In the same token, FATCA has already laid the groundwork for a global data sharing program among governments that will subject the foreign bank accounts of US citizens living abroad to further taxation and possible intrusion.
The OECD’s Gambit
The Panama Papers uproar may just be the necessary catalyst for a robust international data sharing program that will make measures such as FATCA a global standard.
This does not bode well for entrepreneurs and other individuals with international business aspirations. Many individuals could see delicate, private information be shared among governments that are not known for their protection of privacy rights.
Instead of maintaining the traditional model of territorial taxation and repudiating FATCA for its intrusiveness, the OECD sees the latest Panama Papers controversy as a carte blanche to continue the implementation a global tax system on countries that are deemed non-compliant.
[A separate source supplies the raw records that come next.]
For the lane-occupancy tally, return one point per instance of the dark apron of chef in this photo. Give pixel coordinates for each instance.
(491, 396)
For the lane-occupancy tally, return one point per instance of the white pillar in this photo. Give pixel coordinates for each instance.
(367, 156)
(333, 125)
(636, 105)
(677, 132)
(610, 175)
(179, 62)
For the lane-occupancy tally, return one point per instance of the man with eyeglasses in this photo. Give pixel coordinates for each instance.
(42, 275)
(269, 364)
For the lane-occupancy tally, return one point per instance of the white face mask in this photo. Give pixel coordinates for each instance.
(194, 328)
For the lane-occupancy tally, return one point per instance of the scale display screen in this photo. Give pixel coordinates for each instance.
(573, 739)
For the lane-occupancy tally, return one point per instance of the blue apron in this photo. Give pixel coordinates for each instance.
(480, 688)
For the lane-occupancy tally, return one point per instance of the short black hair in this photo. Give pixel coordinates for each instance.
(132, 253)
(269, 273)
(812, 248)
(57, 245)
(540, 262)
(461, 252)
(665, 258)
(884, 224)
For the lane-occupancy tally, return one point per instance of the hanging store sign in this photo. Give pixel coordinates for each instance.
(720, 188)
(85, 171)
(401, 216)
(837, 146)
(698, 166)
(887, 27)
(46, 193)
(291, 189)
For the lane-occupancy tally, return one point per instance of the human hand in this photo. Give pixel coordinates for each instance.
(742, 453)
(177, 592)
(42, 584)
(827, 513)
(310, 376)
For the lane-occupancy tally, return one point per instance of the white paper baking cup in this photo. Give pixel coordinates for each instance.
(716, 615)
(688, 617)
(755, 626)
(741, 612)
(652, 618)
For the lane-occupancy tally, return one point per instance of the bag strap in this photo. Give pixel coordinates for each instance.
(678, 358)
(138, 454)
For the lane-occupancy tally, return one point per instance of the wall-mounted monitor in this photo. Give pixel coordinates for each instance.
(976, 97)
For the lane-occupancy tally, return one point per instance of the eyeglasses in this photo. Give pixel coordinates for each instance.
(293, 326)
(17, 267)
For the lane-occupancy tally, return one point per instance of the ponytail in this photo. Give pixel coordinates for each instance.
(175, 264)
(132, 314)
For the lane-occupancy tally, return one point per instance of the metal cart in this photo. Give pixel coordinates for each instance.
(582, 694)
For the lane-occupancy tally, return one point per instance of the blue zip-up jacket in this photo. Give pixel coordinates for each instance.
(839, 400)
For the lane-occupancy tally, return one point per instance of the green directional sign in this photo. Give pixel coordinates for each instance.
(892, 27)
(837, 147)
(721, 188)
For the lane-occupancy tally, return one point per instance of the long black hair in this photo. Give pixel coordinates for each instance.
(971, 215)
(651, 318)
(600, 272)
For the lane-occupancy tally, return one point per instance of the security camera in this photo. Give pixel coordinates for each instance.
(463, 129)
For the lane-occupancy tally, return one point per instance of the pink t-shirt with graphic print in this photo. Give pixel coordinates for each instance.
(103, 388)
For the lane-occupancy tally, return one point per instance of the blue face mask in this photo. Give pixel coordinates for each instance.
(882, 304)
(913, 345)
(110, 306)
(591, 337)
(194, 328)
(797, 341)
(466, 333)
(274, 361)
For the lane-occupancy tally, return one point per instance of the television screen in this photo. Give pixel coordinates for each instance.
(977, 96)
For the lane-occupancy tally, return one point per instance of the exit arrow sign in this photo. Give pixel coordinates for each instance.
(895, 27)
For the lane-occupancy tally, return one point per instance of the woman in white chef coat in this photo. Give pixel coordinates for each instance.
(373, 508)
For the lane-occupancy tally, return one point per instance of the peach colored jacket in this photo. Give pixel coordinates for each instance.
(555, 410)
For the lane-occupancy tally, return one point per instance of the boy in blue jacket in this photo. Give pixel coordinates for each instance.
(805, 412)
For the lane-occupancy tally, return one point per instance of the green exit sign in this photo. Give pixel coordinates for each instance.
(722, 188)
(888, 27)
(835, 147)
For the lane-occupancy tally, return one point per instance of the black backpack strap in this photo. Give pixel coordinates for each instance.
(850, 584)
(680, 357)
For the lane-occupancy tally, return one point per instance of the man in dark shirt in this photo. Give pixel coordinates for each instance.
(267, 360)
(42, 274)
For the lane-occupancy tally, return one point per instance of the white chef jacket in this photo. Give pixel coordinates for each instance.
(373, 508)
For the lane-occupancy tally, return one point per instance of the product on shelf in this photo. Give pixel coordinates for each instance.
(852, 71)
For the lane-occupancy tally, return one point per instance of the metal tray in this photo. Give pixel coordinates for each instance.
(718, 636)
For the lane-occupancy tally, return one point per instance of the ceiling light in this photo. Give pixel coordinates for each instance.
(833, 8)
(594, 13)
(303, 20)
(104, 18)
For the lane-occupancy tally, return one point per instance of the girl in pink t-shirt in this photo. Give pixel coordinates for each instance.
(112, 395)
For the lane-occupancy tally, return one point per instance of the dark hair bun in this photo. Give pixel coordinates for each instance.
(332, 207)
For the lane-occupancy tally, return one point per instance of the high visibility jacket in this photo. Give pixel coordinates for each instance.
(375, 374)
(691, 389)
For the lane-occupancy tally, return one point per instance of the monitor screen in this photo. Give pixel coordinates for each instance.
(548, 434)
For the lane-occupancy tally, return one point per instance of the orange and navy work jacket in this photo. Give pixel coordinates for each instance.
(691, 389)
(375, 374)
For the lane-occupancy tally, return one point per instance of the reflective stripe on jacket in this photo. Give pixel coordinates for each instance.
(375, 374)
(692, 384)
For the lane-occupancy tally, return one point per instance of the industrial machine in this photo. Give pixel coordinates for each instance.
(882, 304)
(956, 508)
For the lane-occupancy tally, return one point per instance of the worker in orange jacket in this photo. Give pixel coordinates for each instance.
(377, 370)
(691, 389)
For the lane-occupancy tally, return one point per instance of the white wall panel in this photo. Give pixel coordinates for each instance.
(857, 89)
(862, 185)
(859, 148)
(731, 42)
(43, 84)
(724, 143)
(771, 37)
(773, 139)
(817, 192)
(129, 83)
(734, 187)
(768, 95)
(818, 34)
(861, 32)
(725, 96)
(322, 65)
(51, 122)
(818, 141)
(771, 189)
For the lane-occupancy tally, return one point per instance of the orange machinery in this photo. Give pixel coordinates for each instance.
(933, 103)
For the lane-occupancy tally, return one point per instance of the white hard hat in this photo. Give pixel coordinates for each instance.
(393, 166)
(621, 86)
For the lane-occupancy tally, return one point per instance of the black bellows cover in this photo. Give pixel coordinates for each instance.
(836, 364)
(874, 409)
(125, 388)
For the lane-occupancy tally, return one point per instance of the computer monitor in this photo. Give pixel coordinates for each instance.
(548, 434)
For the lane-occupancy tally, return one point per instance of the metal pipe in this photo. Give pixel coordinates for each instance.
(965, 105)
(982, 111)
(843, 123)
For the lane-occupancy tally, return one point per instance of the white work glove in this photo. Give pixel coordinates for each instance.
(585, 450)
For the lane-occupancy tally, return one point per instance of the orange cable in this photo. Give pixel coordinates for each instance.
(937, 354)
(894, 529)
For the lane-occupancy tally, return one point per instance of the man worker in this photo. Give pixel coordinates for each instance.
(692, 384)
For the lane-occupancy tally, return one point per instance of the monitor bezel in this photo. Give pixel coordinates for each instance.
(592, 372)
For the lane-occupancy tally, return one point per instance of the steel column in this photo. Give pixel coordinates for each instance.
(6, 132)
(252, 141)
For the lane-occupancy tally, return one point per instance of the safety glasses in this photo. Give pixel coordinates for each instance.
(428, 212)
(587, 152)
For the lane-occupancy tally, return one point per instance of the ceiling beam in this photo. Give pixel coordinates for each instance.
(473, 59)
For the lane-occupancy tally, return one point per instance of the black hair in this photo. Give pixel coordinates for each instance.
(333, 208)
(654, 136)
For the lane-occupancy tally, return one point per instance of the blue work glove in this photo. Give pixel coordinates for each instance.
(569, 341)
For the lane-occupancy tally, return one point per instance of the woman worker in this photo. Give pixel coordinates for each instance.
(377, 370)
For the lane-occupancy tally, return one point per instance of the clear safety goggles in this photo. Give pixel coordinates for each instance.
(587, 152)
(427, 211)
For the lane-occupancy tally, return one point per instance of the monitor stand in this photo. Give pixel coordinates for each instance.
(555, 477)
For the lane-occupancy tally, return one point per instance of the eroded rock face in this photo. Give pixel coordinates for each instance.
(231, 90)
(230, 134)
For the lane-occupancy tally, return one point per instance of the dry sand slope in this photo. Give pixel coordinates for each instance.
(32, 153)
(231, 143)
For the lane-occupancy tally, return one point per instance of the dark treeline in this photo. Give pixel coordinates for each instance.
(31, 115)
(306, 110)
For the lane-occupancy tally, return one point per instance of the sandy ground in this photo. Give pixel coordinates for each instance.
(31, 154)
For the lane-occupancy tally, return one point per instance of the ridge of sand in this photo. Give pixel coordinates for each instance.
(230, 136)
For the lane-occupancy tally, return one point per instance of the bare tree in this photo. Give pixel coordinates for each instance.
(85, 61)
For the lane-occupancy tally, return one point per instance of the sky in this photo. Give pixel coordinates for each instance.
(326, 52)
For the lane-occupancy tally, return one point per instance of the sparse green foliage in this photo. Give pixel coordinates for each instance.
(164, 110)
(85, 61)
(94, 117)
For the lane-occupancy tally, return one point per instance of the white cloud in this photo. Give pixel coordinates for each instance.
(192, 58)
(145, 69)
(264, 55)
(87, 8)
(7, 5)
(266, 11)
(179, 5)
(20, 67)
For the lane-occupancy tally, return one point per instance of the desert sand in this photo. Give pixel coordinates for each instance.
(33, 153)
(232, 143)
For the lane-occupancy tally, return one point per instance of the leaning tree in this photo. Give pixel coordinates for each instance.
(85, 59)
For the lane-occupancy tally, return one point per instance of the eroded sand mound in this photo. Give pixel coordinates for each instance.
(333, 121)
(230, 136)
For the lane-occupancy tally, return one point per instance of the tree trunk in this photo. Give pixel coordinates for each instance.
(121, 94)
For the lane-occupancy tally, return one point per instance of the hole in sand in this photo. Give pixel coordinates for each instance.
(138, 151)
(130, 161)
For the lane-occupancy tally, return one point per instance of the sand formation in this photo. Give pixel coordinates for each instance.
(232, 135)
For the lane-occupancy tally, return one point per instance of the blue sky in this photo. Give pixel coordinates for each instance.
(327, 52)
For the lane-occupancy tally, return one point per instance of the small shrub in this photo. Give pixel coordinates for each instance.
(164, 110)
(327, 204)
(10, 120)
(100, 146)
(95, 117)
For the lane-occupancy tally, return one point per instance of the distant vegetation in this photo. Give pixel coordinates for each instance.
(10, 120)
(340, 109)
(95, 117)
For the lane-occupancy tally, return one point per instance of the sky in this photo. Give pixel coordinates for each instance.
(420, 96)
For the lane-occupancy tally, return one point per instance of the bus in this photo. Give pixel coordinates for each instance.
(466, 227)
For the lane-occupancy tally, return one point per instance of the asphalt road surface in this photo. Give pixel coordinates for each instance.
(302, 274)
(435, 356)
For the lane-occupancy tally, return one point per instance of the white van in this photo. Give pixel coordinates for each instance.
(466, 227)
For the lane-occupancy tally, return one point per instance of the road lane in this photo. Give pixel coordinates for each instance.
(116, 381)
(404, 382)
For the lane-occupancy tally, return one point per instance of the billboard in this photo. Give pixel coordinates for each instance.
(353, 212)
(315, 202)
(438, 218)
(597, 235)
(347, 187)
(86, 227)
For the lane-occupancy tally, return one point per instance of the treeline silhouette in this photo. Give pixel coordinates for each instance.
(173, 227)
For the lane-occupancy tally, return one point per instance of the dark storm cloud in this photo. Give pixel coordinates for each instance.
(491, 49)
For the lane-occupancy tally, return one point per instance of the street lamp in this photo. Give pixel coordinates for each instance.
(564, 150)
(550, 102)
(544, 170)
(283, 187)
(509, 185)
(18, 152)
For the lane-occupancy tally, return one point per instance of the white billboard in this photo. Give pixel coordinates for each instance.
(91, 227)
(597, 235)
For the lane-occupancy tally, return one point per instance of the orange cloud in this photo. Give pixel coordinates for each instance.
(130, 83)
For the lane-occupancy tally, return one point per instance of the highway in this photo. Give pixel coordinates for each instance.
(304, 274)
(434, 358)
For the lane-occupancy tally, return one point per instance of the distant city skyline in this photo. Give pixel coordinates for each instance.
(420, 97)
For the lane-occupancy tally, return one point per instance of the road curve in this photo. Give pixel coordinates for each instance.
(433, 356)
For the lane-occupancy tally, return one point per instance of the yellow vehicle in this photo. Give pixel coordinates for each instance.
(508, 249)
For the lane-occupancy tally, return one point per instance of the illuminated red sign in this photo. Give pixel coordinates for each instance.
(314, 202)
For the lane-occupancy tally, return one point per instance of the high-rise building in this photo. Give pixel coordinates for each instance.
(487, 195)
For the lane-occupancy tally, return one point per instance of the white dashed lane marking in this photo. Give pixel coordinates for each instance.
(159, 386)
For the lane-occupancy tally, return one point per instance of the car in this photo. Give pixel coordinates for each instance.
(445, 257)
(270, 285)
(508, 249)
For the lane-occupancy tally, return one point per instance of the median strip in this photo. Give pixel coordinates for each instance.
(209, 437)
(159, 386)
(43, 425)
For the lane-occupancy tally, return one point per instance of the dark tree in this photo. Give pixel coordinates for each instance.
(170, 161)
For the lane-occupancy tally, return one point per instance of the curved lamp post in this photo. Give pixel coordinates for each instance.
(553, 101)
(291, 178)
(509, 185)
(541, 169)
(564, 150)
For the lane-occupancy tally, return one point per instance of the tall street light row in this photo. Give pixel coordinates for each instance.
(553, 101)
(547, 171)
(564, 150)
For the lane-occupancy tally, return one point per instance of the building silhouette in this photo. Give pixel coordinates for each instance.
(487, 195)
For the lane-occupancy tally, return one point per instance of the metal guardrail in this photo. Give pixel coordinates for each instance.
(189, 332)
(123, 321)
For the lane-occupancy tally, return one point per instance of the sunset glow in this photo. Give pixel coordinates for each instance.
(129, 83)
A fiscal imperialism of sorts, the OECD’s endgame is to impose their member country’s tax policies upon countries such as Panama, thus subjecting countless foreign individuals and corporations to unjust levels of double taxation.
The campaign to combat tax evasion is merely a front for the true endgame – global taxation on an unprecedented scale.
The Virtues of Competitive Jurisdictions
The ability to bank, set up a savings account, or start up a company wherever an individual decides to should be treated as a fundamental economic right. As long as these individuals operate within the confines the law, governments have no authority to interfere with otherwise peaceful activities.
Luckily, there now exists more competition between governments, as skilled citizens are more mobile than ever. This mobility creates an environment in which governments are incentivized to keep taxes on labor and capital low.
In essence, governments are compelled to compete with each other in order to attract the best capital and labor from across the globe under this type of dynamic.
Competitive tax jurisdictions are veritable lifesavers for the citizens of countries such as Venezuela that must endure crushing inflation and a burdensome regulatory climate. The existence of tax competition provides a viable exit strategy for individuals that are otherwise stuck in unstable economic environments.
Instead of condemning tax havens, OECD countries and the rest of the world, for that matter, should strive to emulate tax havens by implementing tax competition and simple regulatory policies that generate economic growth and attract investment.
Instead of turning to the heavy hand of the state, these governments and their citizens would be best served by tax policies that are easy to follow and do not scare away entrepreneurs.